Important Note Regarding VMware over NFS
Published on 18 Oct 2008 · Filed in Rant · 604 words (estimated 3 minutes to read)We ran into an interesting set of problems at work this week, all of them related to running virtual machines on VMware ESX over NetApp NFS. While we haven’t yet determined the root cause for all of the problem, we did uncover the root cause for one of the issues, and additional testing seems to indicate that one of the other problems may also be suffering from the same condition.
The problem seems to lie within some (now outdated) recommendations by NetApp for using NFS with VMware ESX. As late as June of this year, NetApp was recommending—via TR-3428, “NetApp and VMware Virtual Infrastructure 3 Storage Best Practices”–that users disable NFS locking on the storage system by setting the NFS.Lock.Disable setting to 1. Version 4.0 of TR-3428 was the version published in June of this year, and it still contained this recommendation.
As I understand it, this recommendation stemmed from a bug that existed in VMware ESX that caused long delays when removing VMware snapshots. As a workaround, NetApp recommended setting the NFS.Lock.Disable setting. Supposedly, VMware has fixed that bug with this patch, and the current version of TR-3428 (version 4.2, published in September 2008 and available from NetApp’s web site) no longer contains the recommendation to set NFS.Lock.Disable.

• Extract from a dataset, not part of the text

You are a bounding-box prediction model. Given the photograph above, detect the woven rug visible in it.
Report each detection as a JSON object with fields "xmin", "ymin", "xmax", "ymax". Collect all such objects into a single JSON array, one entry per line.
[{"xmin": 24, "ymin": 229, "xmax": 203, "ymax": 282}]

Unfortunately, customers who followed (then current) best practices may have set this value, and in so doing may have exposed themselves to a “split brain” scenario in which a VM is simultaneously registered and running on multiple VMware ESX hosts. Users may be particularly at risk if they also run VMware HA and have not protected themselves against isolation response (these articles are tagged ‘VMwareHA’ and will provide more information on isolation response). We’ve had one large customer be affected by this problem, and another large customer who is having problems that we believe are related to this same issue.
There are a couple of important things to note:
-
This is not a NetApp problem, but rather the result of a recommendation from NetApp. At that time, it was believed that this setting was necessary.
-
In most cases VMs affected by this split-brain scenario will get corrupted and must be rebuilt or restored from backup.
We’re not the only ones who have seen this behavior, either:
VMware and NFS on NetApp Filers
NFS Datastores and what was their BIG issue…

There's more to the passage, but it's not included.